Will Stevie Wonder Boycott Pa. Over Stand Your Ground?

The looming national showdown over the controversial law.

In the wake of the verdict that cleared George Zimmerman of the murder of Trayvon Martin, street protests morphed into a national movement to overturn Stand Your Ground laws that started in Florida and spread to 26 states including Pennsylvania.

That means Stevie Wonder might not play the Wells Fargo Center. The singer announced he is boycotting Florida and says he may boycott other states with a similar law. New York Mayor Michael Bloomberg promised to launch a national campaign against what he called “shoot first” laws. U.S. Attorney Eric Holder announced his department would look at overturning the laws. The National Rifle Association fired back that Stand Your Ground laws are “a fundamental human right.”

This debate spills over and into our living rooms thanks to a cable news obsession with the story. Every round table seems to start with an attack on Stand Your Ground based on the George Zimmerman verdict followed by a counter attack that the law had nothing to do with the Zimmerman case. And both sides are wrong.

It is true that the Zimmerman defense team did not claim a Stand Your Ground defense. They claimed self-defense, which is the law of the land. The key difference between the two defense claims in the law is “the obligation to retreat.” With self-defense you have to try and get out of the situation, using lethal force has a last resort. You do not have that obligation under the SYG law. Zimmerman’s story is that he was pinned to the ground by Trayvon Martin making retreat impossible and a Stand Your Ground defense moot.

Attacking the law based on the trial is misguided at best. But it is also disingenuous to claim that the law had nothing to do with the case. Stand Your Ground in Florida changes the judge’s instructions about self-defense to the jury, even when SYG has not been claimed. The Zimmerman jury got these instructions:

If George Zimmerman was not engaged in an unlawful activity and was attacked in anyplace where he had a right to be, he had no duty to retreat and had the right to stand his ground and meet force with force, including deadly force if he reasonably believed that it was necessary to do so to prevent death or great bodily harm to himself or another or to prevent the commission of a forcible felony.

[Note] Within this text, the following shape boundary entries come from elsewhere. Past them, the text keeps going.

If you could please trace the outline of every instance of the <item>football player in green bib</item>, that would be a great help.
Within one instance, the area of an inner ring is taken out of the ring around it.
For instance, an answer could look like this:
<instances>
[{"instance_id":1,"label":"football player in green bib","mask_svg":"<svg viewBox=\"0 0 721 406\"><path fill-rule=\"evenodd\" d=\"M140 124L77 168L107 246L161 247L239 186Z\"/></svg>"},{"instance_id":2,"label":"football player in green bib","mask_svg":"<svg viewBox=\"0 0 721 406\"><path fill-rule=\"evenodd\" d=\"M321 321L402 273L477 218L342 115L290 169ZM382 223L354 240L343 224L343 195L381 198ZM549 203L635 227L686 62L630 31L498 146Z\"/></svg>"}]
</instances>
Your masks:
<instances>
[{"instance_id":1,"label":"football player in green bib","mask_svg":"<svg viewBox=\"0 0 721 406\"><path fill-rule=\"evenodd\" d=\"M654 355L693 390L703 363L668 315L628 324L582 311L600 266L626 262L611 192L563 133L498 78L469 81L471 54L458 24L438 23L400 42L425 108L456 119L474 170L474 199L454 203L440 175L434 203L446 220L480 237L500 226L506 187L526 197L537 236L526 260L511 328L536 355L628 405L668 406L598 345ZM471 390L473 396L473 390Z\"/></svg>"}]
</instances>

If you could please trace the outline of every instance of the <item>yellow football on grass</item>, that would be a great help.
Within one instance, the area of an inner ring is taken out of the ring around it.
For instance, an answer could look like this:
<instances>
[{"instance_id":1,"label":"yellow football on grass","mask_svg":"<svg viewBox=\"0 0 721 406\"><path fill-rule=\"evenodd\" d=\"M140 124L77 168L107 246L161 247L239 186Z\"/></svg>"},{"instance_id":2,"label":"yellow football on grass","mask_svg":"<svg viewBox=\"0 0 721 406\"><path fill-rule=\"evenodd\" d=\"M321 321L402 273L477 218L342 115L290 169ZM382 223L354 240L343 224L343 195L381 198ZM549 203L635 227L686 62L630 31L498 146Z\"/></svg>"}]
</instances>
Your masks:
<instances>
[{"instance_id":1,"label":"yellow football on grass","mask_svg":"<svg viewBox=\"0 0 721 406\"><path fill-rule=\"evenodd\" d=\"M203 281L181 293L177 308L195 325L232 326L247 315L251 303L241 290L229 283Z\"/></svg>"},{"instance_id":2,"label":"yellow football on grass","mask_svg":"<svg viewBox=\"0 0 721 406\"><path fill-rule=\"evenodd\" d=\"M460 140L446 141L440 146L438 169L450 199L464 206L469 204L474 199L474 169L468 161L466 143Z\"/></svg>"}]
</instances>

A juror interviewed by Anderson Cooper on CNN confirmed that the law was debated and was on her mind when she made her decision. “Because of the heat of the moment and the Stand Your Ground. He had a right to defend himself. If he felt threatened that his life was going to be taken away from him or he was going to have bodily harm, he had a right.”

But the instructions to the jury and the juror’s comment doesn’t mean the verdict would have been any different is Stand Your Ground didn’t exist. Neither the defense nor the prosecution brought it up. Four weeks of evidence and testimony keyed in on self-defense.

The most relevant effect of the law on the case may be yet to come. Mark O’Mara, Zimmerman’s defense attorney, has already announced he will seek immunity from a wrongful death civil suit that could be filed by the Martin family. Stand Your Ground allows immunity if a judge finds the defendant’s use of force was justifiable under the law’s standards.

Still, the civil battle to come has little to do with the argument that Stand Your Ground led to the Zimmerman not guilty verdict in the criminal case. The killing of Trayvon Martin and the trial that followed may fuel the national cause with emotion and attention, but it is factually suspect, as is the claim that the law had nothing to do with the case.